How to maximize K3s resource efficiency using Calico’s eBPF data plane

Amazon’s custom-built Graviton processor allows users to create ARM instances in the AWS public cloud, and Rancher K3s is an excellent way to run Kubernetes in these instances. By allowing a lightweight implementation of Kubernetes optimized for ARM with a single binary, K3s simplifies the cluster initialization process down to executing a simple command.

In an earlier article, I discussed how ARM architecture is becoming a rival to x86 in cloud computing, and steps that can be taken to leverage this situation and be prepared for this new era. Following the same narrative, in this article I’ll look at an example of the Calico eBPF data plane running on AWS, using Terraform to bootstrap our install to AWS, and Rancher K3s to deploy the cluster.

A few changes to Calico are needed for ARM compatibility, including updating parts, enabling eBPF, and compiling operators for the ARM64 environment:.

  • Tigera Operator Tigera Operator is the recommended way to install Calico.
  • go-build go-build is a container environment packed with all the utilities that Calico requires in its compilation process.
  • Calico-node Calico-node is the pod that hosts Felix (i.e. it is the brain that carries control plane decisions fto your cluster).

Let’s discuss how to run an ARM-powered Kubernetes cluster equipped with Calico for security and eBPF as the data plane.

What is eBPF?

eBPF is a virtual machine embedded within the Linux kernel. It allows small programs to be loaded into the kernel, and attached to hooks, which are triggered when some event occurs. This allows the behavior of the kernel to be customized. While the eBPF virtual machine is the same for each type of hook, the capabilities of the hooks vary considerably. Since loading programs into the kernel would otherwise be a security risk, the kernel runs all programs through a very strict static verifier; the verifier sandboxes the program, ensuring it can only access allowed parts of memory and ensuring that it terminates quickly.

Calico’s eBPF data plane makes use of BPF functionality to allow source IP preservation, Direct Server Return (DSR) and even better performance. A full explanation of eBPF and its capabilities is out of the scope of this article, but if you are interested in learning more you can check out this post, which talks about eBPF capabilities and why you should use it.

Performance

Calico eBPF data plane is an alternative to Calico’s standard Linux data plane (based on iptables) that pushes the performance limits further. Calico leverages BPF programs to process packets rapidly and efficiently without ever leaving the packet processing context of the Linux kernel. The efficiency achieved by this method is close to natively compiled code in the kernel.

Benchmarks can help determine if a technology can live up to its promises. Although numbers might differ in various environments, the end result should be similar in most cases.

Both data planes are capable of pushing data close to the maximum available bandwidth of the wire. In this case, after 10 seconds, we can see the maximum bandwidth was reached.

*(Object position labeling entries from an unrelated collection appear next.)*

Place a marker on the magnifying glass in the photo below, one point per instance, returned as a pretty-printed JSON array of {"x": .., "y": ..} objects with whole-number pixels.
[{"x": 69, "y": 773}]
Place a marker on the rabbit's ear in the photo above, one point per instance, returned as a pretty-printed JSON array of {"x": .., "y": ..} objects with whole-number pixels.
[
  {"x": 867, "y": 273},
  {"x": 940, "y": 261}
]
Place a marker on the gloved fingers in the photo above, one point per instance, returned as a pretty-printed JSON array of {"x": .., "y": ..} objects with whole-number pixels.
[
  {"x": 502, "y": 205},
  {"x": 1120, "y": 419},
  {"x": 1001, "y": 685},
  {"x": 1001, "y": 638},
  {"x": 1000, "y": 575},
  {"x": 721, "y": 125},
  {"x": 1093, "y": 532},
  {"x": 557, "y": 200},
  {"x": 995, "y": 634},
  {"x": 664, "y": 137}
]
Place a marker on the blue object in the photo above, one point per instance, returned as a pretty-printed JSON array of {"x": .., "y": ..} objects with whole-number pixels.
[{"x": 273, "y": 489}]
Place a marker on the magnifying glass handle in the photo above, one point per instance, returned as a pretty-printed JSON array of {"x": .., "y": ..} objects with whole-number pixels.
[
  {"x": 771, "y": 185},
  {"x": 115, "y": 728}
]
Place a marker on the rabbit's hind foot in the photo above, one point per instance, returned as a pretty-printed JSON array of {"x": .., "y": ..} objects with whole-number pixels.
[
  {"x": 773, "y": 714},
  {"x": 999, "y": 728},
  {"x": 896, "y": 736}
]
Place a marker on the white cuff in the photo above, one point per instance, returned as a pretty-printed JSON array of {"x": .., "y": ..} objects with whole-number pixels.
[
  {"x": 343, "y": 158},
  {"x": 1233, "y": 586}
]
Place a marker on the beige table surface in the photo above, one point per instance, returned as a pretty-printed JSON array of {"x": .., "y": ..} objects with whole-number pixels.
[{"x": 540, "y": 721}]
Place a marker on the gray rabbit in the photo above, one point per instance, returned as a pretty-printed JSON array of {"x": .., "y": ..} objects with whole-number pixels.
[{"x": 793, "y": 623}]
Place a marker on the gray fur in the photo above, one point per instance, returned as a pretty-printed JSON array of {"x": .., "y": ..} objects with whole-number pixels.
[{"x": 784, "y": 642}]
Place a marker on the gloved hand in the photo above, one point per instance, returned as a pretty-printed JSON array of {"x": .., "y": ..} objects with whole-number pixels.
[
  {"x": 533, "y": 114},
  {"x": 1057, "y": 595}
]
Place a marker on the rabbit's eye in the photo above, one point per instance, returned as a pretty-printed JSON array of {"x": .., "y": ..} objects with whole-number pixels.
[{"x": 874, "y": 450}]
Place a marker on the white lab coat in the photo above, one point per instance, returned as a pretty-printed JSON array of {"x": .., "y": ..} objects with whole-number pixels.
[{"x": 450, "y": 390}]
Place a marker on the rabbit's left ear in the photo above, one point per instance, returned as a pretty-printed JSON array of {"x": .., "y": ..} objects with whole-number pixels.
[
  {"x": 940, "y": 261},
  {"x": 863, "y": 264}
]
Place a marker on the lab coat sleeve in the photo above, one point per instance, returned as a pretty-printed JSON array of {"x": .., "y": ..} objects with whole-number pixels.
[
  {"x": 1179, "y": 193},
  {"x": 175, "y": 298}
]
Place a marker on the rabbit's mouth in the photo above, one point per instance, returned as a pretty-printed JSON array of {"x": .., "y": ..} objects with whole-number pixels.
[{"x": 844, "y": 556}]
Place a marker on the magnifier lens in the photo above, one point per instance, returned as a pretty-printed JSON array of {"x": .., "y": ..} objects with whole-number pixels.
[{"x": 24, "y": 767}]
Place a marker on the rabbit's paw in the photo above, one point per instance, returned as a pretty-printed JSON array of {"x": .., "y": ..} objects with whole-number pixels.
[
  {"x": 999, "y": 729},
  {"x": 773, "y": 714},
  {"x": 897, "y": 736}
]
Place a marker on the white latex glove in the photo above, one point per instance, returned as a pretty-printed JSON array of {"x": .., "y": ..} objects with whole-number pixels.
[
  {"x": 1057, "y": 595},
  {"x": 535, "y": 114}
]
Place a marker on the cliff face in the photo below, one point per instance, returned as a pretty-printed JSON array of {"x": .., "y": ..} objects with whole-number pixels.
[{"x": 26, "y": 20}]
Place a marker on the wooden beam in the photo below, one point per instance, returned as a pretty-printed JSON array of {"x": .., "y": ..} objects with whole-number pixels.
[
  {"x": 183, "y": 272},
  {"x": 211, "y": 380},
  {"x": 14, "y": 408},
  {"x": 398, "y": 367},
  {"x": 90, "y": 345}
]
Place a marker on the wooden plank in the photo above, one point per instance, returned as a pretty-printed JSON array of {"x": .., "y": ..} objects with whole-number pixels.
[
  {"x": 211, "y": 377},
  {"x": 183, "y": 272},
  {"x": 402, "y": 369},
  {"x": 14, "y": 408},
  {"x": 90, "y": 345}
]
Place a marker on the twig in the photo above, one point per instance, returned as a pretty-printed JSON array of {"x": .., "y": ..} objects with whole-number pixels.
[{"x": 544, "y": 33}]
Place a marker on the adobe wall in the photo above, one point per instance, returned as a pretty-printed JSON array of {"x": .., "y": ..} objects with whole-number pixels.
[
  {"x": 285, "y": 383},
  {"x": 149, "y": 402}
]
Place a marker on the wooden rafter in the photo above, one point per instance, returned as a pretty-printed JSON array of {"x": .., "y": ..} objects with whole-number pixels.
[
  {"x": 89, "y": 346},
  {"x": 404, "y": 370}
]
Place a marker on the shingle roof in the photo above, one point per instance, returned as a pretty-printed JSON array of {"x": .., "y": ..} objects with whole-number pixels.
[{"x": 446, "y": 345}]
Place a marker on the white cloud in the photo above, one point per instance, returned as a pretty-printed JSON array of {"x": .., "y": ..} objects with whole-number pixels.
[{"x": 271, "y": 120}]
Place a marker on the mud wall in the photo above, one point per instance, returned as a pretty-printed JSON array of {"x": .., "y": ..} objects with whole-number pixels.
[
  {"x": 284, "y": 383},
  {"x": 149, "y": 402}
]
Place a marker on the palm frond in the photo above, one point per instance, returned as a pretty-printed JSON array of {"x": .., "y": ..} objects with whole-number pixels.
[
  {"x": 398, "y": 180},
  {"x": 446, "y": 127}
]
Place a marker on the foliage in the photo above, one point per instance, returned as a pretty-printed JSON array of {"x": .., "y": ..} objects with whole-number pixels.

Note: AWS has a limit on single flows of traffic between EC2 instances that restricts this type of traffic to 5Gbps.

The chart below shows the total CPU utilization consumed by the benchmarks, measured in vCPUs. This is the sum of both client and server CPU utilization.

These statistics were collected using two A1.xlarge instances, this K8s benchmark suite, and multiple instances of iperf with parallel connections to each other. Note that AWS has a limit on single flows of traffic between EC2 instances that limits this type of traffic to 5Gbps.

Demo

This section provides you with the steps necessary to deploy a Rancher K3s ARM-based cluster equipped with Calico’s eBPF data plane on AWS public cloud infrastructures.

Before we begin

This demo section uses A1 instances from Amazon. In addition to an Amazon account, make sure the following applications are installed on your system:

Cluster preparation

Use the following command to download the Terraform template cluster:

git clone https://github.com/frozenprocess/demo-cluster.git

Browse to the calico-k3s-aws folder within demo-cluster:

cd calico-k3s-aws

Inside the calico-k3s-aws folder, you will find an example variable file called terraform.tfvars-example. Removing the example suffix from this file provides an easy way to modify some of the attributes of the cluster that will be deployed using Terraform.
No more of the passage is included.